A speedy trial

Don Bird

Photo By Josh Indar

Most people who get a speeding ticket just pay the thing and forget about it. A few people will even fight the ticket, taking the matter before a judge and usually hoping the officer who wrote the ticket will fail to show up. But as far as we know, only Don Bird, 71, of Rancho Tehama has had the nerve to challenge the entire California legal system over an instance where he admits he was breaking the law. Bird stopped by our office after lobbying an aide of Assemblyman Doug LaMalfa, R-Richvale, to enact legislation that would enable ticketed drivers to have a trial by jury. Bird, who admits he was going 71 in a 55 mph zone when he got his ticket, recently used his own amateur legal skills to bring a Second Amendment case all the way to the U.S. Supreme Court.

Why do you want a jury trial for a speeding ticket?

I’m arguing the fact that the Seventh Amendment says I have that right … if you choose not to have that right that’s your choice.

There’s going to be a certain percentage of people that are going to pay the ticket and run back to wherever they came from. Or they’ll mail their money in. … They’ll be a handful of people that will go to court that day and try to argue their way out of it. They’ll lose, 99 times out of 100. All I’m asking for is that I want to tell my story to [a jury], even if it’s the same verdict. At least I have my rights given to me.

How would it work?

I’ve got the thing figured out. You’ve got a jury pool, right? Josh and five other people are picked by the judge. [Speaks like a judge] Josh, you’re over 18 and you’re not a felon – sit down, chair No. 1.

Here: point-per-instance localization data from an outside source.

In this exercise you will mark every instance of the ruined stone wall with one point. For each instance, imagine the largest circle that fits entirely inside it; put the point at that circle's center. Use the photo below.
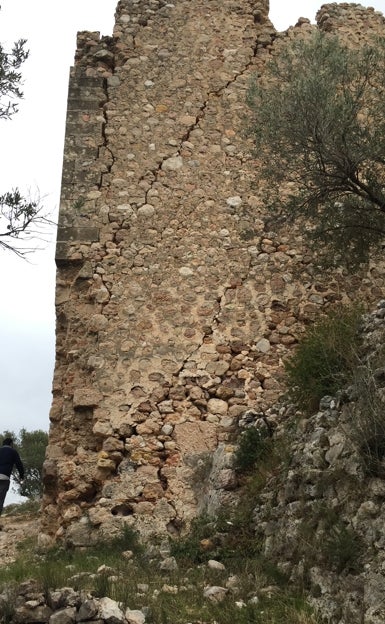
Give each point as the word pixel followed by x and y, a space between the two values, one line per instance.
pixel 175 307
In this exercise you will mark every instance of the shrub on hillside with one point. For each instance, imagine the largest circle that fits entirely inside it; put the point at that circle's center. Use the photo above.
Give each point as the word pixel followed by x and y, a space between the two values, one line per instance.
pixel 325 358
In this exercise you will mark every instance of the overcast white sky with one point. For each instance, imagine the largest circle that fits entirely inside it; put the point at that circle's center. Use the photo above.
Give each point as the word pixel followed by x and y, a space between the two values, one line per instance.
pixel 31 158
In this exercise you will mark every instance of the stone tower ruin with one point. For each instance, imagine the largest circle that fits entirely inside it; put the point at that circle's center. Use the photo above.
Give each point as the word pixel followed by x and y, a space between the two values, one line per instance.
pixel 175 305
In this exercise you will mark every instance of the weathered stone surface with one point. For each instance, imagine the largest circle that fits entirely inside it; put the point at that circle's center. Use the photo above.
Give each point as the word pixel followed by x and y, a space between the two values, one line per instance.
pixel 175 306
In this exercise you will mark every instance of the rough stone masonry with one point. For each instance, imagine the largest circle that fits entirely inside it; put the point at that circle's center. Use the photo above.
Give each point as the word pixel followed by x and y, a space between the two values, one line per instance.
pixel 175 305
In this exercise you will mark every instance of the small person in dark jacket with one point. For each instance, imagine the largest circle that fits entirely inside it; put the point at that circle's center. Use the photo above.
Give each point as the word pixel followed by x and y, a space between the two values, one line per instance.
pixel 9 457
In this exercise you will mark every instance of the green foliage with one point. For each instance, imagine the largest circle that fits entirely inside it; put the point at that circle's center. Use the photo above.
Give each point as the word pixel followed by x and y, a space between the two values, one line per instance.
pixel 31 446
pixel 325 358
pixel 367 421
pixel 20 218
pixel 10 77
pixel 318 121
pixel 253 446
pixel 171 597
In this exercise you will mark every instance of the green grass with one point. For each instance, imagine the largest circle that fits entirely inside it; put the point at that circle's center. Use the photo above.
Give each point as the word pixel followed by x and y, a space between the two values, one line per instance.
pixel 172 597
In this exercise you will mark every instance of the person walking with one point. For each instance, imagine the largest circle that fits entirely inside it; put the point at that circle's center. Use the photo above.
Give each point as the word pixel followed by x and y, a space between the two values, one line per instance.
pixel 9 457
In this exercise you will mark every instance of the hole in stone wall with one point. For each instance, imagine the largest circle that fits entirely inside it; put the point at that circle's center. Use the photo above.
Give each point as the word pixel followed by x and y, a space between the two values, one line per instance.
pixel 174 527
pixel 122 510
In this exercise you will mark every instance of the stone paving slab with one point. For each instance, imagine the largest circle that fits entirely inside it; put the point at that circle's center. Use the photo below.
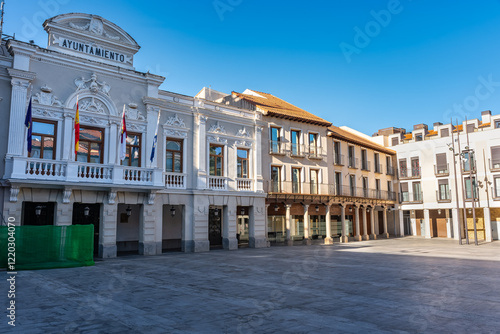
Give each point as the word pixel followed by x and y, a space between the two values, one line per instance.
pixel 405 285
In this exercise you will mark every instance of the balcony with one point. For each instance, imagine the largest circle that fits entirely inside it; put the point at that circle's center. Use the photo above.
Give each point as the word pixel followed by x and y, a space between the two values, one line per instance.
pixel 495 193
pixel 305 188
pixel 404 173
pixel 244 184
pixel 175 180
pixel 338 159
pixel 441 171
pixel 277 147
pixel 365 165
pixel 443 196
pixel 411 198
pixel 297 150
pixel 217 183
pixel 494 165
pixel 33 169
pixel 353 162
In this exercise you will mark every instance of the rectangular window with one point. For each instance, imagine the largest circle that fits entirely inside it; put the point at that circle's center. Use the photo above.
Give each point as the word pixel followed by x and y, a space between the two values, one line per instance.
pixel 276 179
pixel 415 167
pixel 314 177
pixel 405 195
pixel 43 141
pixel 469 186
pixel 90 148
pixel 352 184
pixel 403 170
pixel 295 140
pixel 496 192
pixel 313 144
pixel 216 160
pixel 242 164
pixel 337 152
pixel 365 187
pixel 444 190
pixel 352 157
pixel 441 164
pixel 495 157
pixel 173 155
pixel 376 161
pixel 275 140
pixel 417 192
pixel 364 160
pixel 470 128
pixel 468 161
pixel 338 183
pixel 133 150
pixel 296 180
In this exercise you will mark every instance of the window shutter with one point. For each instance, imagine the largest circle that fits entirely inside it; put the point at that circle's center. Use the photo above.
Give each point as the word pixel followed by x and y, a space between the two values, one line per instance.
pixel 443 181
pixel 495 154
pixel 441 163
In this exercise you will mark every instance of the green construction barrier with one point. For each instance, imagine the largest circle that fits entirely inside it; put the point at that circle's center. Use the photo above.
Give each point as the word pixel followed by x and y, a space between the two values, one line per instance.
pixel 47 247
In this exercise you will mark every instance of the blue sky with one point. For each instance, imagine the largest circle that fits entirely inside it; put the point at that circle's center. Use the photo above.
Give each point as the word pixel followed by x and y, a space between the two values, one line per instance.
pixel 425 62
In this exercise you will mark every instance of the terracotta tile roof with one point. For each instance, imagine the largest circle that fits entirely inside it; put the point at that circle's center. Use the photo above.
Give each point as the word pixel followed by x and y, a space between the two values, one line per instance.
pixel 276 107
pixel 339 133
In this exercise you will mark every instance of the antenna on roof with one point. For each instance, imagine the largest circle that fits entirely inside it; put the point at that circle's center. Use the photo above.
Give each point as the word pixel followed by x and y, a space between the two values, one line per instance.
pixel 1 22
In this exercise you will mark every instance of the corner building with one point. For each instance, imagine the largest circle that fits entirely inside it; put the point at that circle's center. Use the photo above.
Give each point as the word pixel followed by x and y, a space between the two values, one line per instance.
pixel 204 188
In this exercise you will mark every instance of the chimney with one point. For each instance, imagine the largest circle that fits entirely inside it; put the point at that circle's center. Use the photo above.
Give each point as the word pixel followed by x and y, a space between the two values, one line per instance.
pixel 486 116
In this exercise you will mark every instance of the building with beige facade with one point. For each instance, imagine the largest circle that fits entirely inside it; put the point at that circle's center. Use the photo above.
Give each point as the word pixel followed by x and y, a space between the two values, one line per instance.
pixel 441 181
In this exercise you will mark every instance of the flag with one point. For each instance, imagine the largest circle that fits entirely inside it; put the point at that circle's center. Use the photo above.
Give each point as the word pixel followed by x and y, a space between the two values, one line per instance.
pixel 155 139
pixel 123 137
pixel 29 124
pixel 77 128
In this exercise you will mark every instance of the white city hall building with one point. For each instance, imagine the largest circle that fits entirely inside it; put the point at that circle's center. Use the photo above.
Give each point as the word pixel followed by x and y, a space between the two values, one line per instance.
pixel 204 187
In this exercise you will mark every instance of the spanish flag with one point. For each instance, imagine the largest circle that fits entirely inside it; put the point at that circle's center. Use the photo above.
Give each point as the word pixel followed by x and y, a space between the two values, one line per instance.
pixel 77 128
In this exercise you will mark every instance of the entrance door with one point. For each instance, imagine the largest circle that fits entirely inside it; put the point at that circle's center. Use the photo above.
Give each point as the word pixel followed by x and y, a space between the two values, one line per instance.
pixel 215 227
pixel 38 214
pixel 84 214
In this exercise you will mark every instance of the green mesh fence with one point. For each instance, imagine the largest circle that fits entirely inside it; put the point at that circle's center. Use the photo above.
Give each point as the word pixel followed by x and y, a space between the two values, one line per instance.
pixel 46 247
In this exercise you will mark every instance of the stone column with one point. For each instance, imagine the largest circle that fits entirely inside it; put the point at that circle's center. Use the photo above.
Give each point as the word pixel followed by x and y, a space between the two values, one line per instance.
pixel 229 224
pixel 365 226
pixel 343 238
pixel 107 228
pixel 307 239
pixel 456 223
pixel 288 222
pixel 328 239
pixel 401 223
pixel 18 106
pixel 357 237
pixel 201 152
pixel 386 232
pixel 427 224
pixel 372 223
pixel 257 155
pixel 487 225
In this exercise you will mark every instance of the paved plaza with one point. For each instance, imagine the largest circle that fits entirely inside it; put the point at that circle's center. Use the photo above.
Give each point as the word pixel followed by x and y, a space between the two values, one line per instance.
pixel 406 285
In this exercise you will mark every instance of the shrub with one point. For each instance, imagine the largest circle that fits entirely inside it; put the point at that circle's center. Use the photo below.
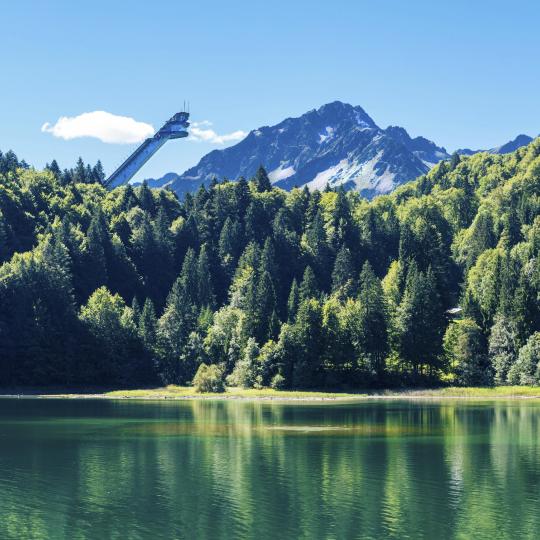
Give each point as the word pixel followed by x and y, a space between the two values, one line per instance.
pixel 526 371
pixel 209 378
pixel 278 382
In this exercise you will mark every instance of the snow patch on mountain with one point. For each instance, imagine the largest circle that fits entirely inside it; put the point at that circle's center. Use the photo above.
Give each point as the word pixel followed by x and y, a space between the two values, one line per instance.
pixel 281 173
pixel 337 144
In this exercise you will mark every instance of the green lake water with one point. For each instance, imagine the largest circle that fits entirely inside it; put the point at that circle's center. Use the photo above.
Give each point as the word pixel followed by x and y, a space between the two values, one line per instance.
pixel 233 469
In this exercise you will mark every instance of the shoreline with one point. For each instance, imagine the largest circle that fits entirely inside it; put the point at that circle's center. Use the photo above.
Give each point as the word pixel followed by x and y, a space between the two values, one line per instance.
pixel 176 393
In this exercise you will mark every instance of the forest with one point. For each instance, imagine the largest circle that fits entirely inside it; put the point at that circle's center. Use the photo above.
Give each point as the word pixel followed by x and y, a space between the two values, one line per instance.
pixel 436 283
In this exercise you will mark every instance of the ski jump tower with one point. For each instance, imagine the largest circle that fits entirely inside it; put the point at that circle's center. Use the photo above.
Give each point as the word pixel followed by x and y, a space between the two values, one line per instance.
pixel 175 128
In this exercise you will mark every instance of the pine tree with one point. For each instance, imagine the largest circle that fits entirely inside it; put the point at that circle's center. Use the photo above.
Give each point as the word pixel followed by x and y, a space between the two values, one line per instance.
pixel 262 182
pixel 206 297
pixel 147 325
pixel 308 287
pixel 293 302
pixel 343 281
pixel 371 325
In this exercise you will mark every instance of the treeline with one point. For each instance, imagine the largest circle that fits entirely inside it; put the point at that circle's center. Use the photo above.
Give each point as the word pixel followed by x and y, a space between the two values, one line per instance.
pixel 438 282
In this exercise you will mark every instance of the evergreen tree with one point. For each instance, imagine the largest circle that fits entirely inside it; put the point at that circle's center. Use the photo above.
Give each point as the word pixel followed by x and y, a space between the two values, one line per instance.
pixel 262 182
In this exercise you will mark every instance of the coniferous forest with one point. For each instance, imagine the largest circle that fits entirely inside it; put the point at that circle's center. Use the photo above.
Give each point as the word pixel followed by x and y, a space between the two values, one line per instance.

You’ve got six people in there that were picked at 7:30 that morning. They sit there until 12. Say out of 30 tickets that an officer in Corning gives in a day, five or three or one says, “Hey, I’ve got a choice here.” You mark the box. “I want a trial by jury.” For those who check the other box, those people would be computer-selected to show up on Tuesday morning instead of Monday morning.

But it’s very hard to get people to do jury duty now, and the courts are clogged with more important things…

No, you said a nasty word to me. There’s nothing more serious than your rights. We’re at the point in our society where people will give up their rights at any expense. As far as inconvenience, I’d say, at a good traffic court, you’d get five minutes, maybe 10.

If you come up with four or five excuses why you shouldn’t pay the $192, it’s an open-court plea bargain, basically. “Yes I was speeding, I was going 72 mph, but my wife was pregnant. My dad just got hit from a falling airplane and I’m rushing to see him in the hospital.” There’s a thousand excuses. Now, the same excuses the judge hears, I want [the jury] to hear it, and I’m counting on your compassion and your understanding.